Port-au-Prince, mercredi 31 mai 2017 ((rezonodwes.com)).-Partout, à travers le monde, qu’il s’agisse d’une équipe gouvernementale élue démocratiquement ou d’un gouvernement dictatorial ou celui dirigé par un pseudo-démocrate, ni l’un ni l’autre ne souhaiterait jamais faire face à des nominations contestées durant son administration. Ce qui deviendrait encore beaucoup plus gênant quand surtout, ces gouvernants trouvent un appui total chez auprès des parlementaires pensant que toute proposition de loi votée et ratifiée soit infaillible et irrémédiable.

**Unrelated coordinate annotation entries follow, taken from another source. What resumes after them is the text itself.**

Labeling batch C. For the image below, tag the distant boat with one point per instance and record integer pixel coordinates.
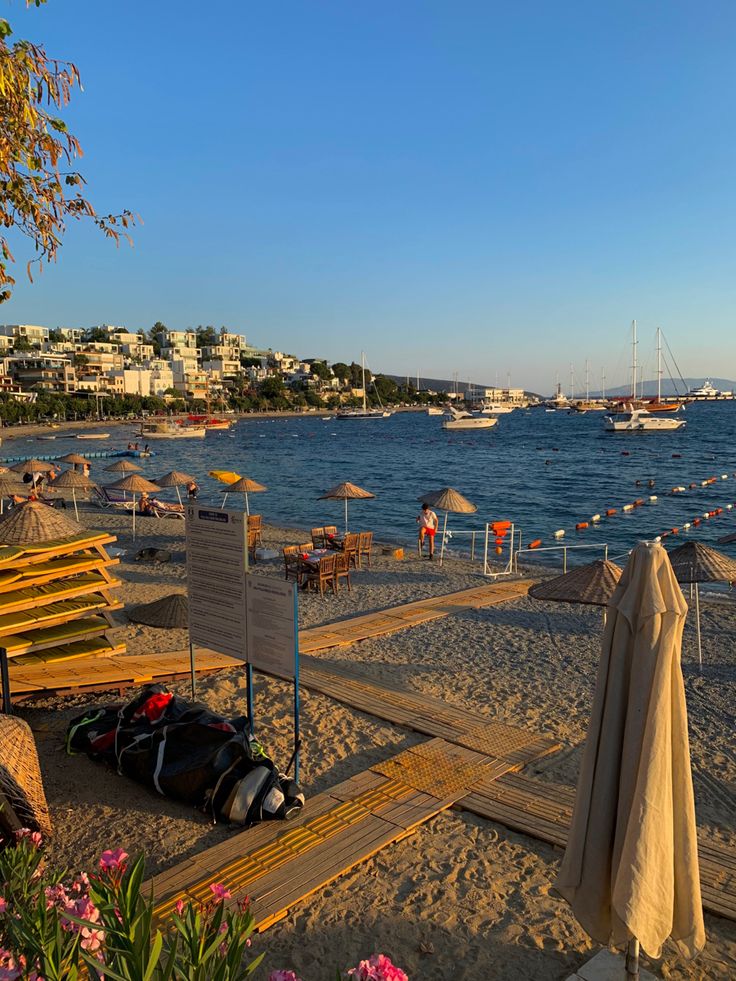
(632, 420)
(464, 420)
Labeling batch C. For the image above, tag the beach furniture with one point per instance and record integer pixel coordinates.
(255, 524)
(346, 492)
(342, 569)
(321, 575)
(365, 547)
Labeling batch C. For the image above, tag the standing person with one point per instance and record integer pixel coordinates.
(428, 524)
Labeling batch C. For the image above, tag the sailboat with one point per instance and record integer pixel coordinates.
(365, 412)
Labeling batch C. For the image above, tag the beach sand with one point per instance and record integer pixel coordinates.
(462, 898)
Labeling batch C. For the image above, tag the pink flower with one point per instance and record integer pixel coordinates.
(378, 968)
(92, 939)
(219, 891)
(113, 859)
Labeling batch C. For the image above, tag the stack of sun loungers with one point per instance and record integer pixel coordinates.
(56, 599)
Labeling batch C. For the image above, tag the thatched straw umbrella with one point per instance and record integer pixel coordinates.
(694, 562)
(33, 466)
(75, 458)
(34, 522)
(171, 611)
(448, 499)
(245, 485)
(592, 584)
(346, 492)
(8, 487)
(76, 481)
(177, 479)
(136, 485)
(20, 777)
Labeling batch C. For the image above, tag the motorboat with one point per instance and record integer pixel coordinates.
(631, 420)
(464, 420)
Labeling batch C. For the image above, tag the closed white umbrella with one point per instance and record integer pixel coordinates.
(630, 871)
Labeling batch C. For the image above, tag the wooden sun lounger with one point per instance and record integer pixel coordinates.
(31, 597)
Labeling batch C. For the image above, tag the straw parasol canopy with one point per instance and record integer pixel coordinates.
(448, 499)
(171, 611)
(75, 458)
(244, 485)
(33, 466)
(20, 778)
(74, 480)
(123, 466)
(695, 562)
(136, 485)
(177, 479)
(630, 871)
(346, 492)
(592, 584)
(33, 522)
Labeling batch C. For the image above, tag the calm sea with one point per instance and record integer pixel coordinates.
(544, 471)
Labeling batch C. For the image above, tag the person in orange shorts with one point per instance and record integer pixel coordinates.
(428, 524)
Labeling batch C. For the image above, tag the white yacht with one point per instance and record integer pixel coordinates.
(464, 420)
(631, 420)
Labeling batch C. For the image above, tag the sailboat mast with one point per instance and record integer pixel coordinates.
(633, 359)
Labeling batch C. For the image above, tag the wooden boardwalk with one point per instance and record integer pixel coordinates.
(279, 864)
(544, 811)
(96, 674)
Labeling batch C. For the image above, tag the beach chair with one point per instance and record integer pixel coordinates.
(365, 546)
(342, 570)
(322, 575)
(255, 524)
(292, 563)
(163, 509)
(350, 548)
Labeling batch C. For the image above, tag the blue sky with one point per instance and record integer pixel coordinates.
(477, 187)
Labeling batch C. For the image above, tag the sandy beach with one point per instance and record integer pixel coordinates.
(462, 898)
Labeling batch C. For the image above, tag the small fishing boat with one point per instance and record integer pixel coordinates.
(464, 420)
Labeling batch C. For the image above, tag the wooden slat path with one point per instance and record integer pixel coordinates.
(88, 674)
(544, 810)
(345, 632)
(279, 864)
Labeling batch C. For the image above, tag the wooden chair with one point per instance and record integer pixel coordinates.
(255, 523)
(365, 545)
(350, 548)
(342, 569)
(322, 575)
(292, 563)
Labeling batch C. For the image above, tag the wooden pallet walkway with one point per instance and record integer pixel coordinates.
(94, 674)
(279, 864)
(544, 811)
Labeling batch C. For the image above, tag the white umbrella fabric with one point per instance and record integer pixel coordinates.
(630, 871)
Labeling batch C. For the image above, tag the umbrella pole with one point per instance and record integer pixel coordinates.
(632, 960)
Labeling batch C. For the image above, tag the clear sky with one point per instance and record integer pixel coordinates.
(481, 187)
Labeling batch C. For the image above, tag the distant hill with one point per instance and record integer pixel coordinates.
(649, 388)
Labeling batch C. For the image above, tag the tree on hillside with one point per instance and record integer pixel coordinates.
(39, 189)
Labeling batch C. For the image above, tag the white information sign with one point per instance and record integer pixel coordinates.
(271, 624)
(216, 574)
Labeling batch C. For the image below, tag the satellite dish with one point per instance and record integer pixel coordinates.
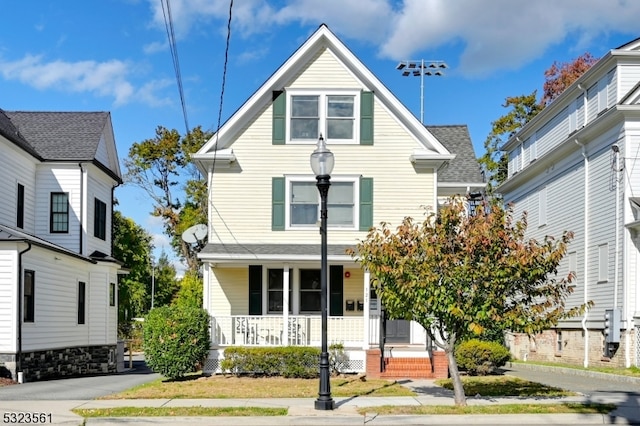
(195, 234)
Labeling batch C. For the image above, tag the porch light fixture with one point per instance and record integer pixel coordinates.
(420, 69)
(322, 166)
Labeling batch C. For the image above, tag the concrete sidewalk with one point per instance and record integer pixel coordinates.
(301, 412)
(594, 388)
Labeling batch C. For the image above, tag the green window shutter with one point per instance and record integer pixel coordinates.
(255, 290)
(278, 204)
(336, 286)
(366, 118)
(279, 117)
(366, 203)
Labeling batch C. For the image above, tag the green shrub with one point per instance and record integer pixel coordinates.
(337, 358)
(176, 340)
(480, 358)
(287, 361)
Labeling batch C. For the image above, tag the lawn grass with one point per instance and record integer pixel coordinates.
(562, 408)
(504, 386)
(219, 386)
(631, 371)
(179, 411)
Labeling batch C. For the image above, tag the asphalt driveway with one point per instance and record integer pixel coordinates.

Les députés qui, avant de partir en vacances, avaient jugé bon de tailler sur mesure, pour la présidence de M. Jovenel Moïse, une nouvelle loi révisée sur le statut des membres de l’Unité centrale de référence fiscale (UCREF) et le fonctionnement de l’institution, pourraient au retour, selon toute vraisemblance, retrouver ce document moisir dans les tiroirs du Palais national. Le président de la République, qui a au moins quatre porte-paroles à son service, par ce temps de vache maigre que connaît le pays, n’a, à aucun moment, par leur truchement, depuis le vote contesté de cette législature, évoqué cette petite victoire à la Pyrrhus. Pourtant, bien avant la promulgation de cette loi, qui se fait attendre, Fritz Jean a été nommé pour remplacer Sonel Jean François, la bête noire et le trouble-sommeil de Jovenel Moïse.

Cependant, presque trois semaines après la nomination de Fritz Jean, dont l’installation aux commandes de l’UCREF est annulée et reportée sine die, si nous continuons de parler de gouvernabilité d’un pays, cet arrêté devrait être rapporté. Et ceci pour plusieurs raisons.

En effet, la nomination de M. Jean, non seulement, est antidatée, un vice que reprochait l’ex-Premier ministre Gary Conille à l’ancien président Michel Martelly. D’autre part, elle est illégale, comme avait souligné l’organisme de défense des droits humains Réseau national de défense des droits haïtiens (RNDDH), dans une analyse de la situation conflictuelle. Une autre raison beaucoup plus simple, qu’on pourrait avancer, au regard de la loi, si nous avions encore un brin de respect pour cette entité judiciaire, le mandat de Sonel Jean-François n’est pas arrivé à expiration. Autant dire, l’arrêté publié en date du 10 avril 2017 devrait être abrogé. Si l’on se fiait à une rumeur selon laquelle le principal concerné n’aurait porté aucun intérêt à cette nomination qui serait effectuée à son insu, on est en face d’un faux bond du Palais national. Alors pourquoi garder dans les archives du journal Le Moniteur l’arrêté de nomination de Fritz Jean, avec tout son vice de forme, et qui n’a jamais eu les résultats escomptés ?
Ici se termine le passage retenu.